Hello all.
I’m starting to learn parsing and EBNF and I am struggling to remove the ambiguity from my parser. I have constructed a simple example to demonstrate the problem I am having.
The following parser tags text marked as emphasises like ***emphasis***
(def remove-ambiguity
(insta/parser
"S = (em / char)+ | epsilon
em = <'*' '*'> char* <'*' '*'>
<char> = #'.'")
Although with an input such as **em** **em**
there are many possible parse results:
([:S [:em "e" "m" "*" "*" " " "*" "*" "e" "m"]]
[:S "*" "*" "e" "m" "*" "*" " " "*" "*" "e" "m" "*" "*"]
[:S [:em "e" "m" "*" "*" " "] "e" "m" "*" "*"]
[:S "*" "*" "e" "m" "*" "*" " " [:em "e" "m"]]
[:S "*" "*" "e" "m" [:em " " "*" "*" "e" "m"]]
[:S "*" "*" "e" "m" [:em " "] "e" "m" "*" "*"]
[:S [:em "e" "m"] " " "*" "*" "e" "m" "*" "*"]
[:S [:em "e" "m"] " " [:em "e" "m"]] <-- This is the one I want
;; This makes sense since there are a few ways you can match up the asterisks to match the rule. However I only ever want to allow results like this `[:em "e" "m"] " " [:em "e" "m"]]

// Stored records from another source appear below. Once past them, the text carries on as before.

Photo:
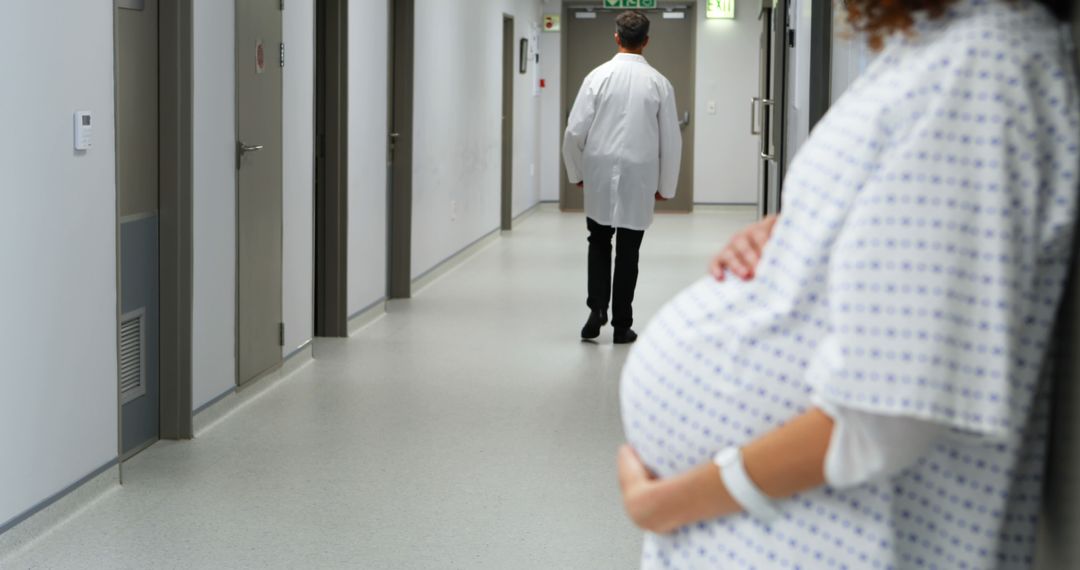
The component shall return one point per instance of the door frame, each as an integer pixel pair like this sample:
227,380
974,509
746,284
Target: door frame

It’s almost like I want it to greedily take the first match possible and then ignore all others. But I have no idea how to express this. Any help would be greatly appreciated 😄.your grammar says '' is both the start of an em sequence, and two chars, and that is the ambiguity
Is there a way I can force the correct behavior? I always want it to be the first found pair
How do I specify that a char is any character or sequence of characters except **